The appellee rental management corporation sued Alexander for back rent, cleaning costs, and damage allegedly done to the apartment during the defendant's stay there. She filed a pro se answer to the action denying indebtedness. An affidavit for the plaintiff swears that the defendant was mailed an envelope containing both interrogatories and requests for admission. An affidavit for the defendant swears that the envelope contained only interrogatories. These were turned over to the attorney subsequently employed.
No answers having been filed to the requests for admission, plaintiff moved for summary judgment, and the defendant moved to permit withdrawal of the default admissions and a late filing of answers to the requests, which answers denied liability for rent, cleaning costs, and damages. The court denied the defendant's motions and granted summary judgment to the plaintiff. Held:
We reverse. In Cielock v. Munn, 244 Ga. 810 (262 SE2d 114) (1979)
, the Supreme Court reversed a decision of the Court of Appeals which had affirmed a judgment of the trial court in which, as in this case, the plaintiff filed requests for admission against the defendant; the defendant, without benefit of counsel, failed to answer; the plaintiff moved to withdraw the default resulting from failure to answer the requests and tendered answers denying the matters requested to be admitted, and the trial court thereafter declined to open the default and granted the plaintiff's motion for summary judgment.
Cielock was followed by Moore Ventures Ltd. Partnership v. Stack, 153 Ga. App. 215 (264 SE2d 725) (1980)
, which held that the allowance of a motion to withdraw the admissions resulting from the failure to answer the requests should be decided by a determination of whether the preservation of the merits of the action would be subserved thereby. Upon a determination that such will be the case the burden shifts to the opposite party to satisfy the court that depriving him of the resulting default judgment will prejudice him in maintaining his action on the merits. "Furthermore, this court has held that depriving a party of a judgment by default 'is not the kind of prejudice envisioned by the Act.' " Id. p. 219. In Moore, etc. as here it appears by affidavit that the plaintiff's attorney mailed out interrogatories and requests for admission in the same envelope, and the recipient denied that anything except the interrogatories was in the envelope on arrival. In both cases the defendant was acting without benefit of counsel, and in both cases the plaintiff failed to establish that any prejudice would result aside from that naturally occurring by being forced to try the case on its merits instead of receiving a default judgment. To the same effect see Young v. Brown, 154 Ga. App. 452 (1980)

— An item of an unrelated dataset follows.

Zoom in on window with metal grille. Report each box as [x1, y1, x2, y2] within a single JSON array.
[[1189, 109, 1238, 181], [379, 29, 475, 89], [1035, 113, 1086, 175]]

The trial judge in the present case made an affirmative finding that the plaintiff would be prejudiced by opening the default, based on two findings of fact. First, he asked defendant's counsel whether the withdrawal of admissions would not prejudice the plaintiff "since the admissions clearly covered the merits of the entire case" and counsel supposed this was true. Secondly, he asked defendant's counsel whether the latter had checked the clerk's office to determine what had been filed, and counsel replied in the negative. As to the first question, any party is certainly "prejudiced" by being forced to try a case rather than take a default, but he is not prejudiced in trying the merits of the case, which is the question at issue. As to the second, astute counsel, on receiving pleadings from a tardy client, might want to check either with the clerk's office or with opposing counsel, but his failure to do so will not carry the opposite party's burden for him of showing how such failure hurt his presentation of his case on the merits.
It is clear that there are issues open for jury determination, including the amount of the damages claimed in the original petition, each item of which is denied by the defendant. It was error to deny the defendant's motion to open the default and to grant the plaintiff's motion for summary judgment.
John S. Graettinger, Jr., for appellant.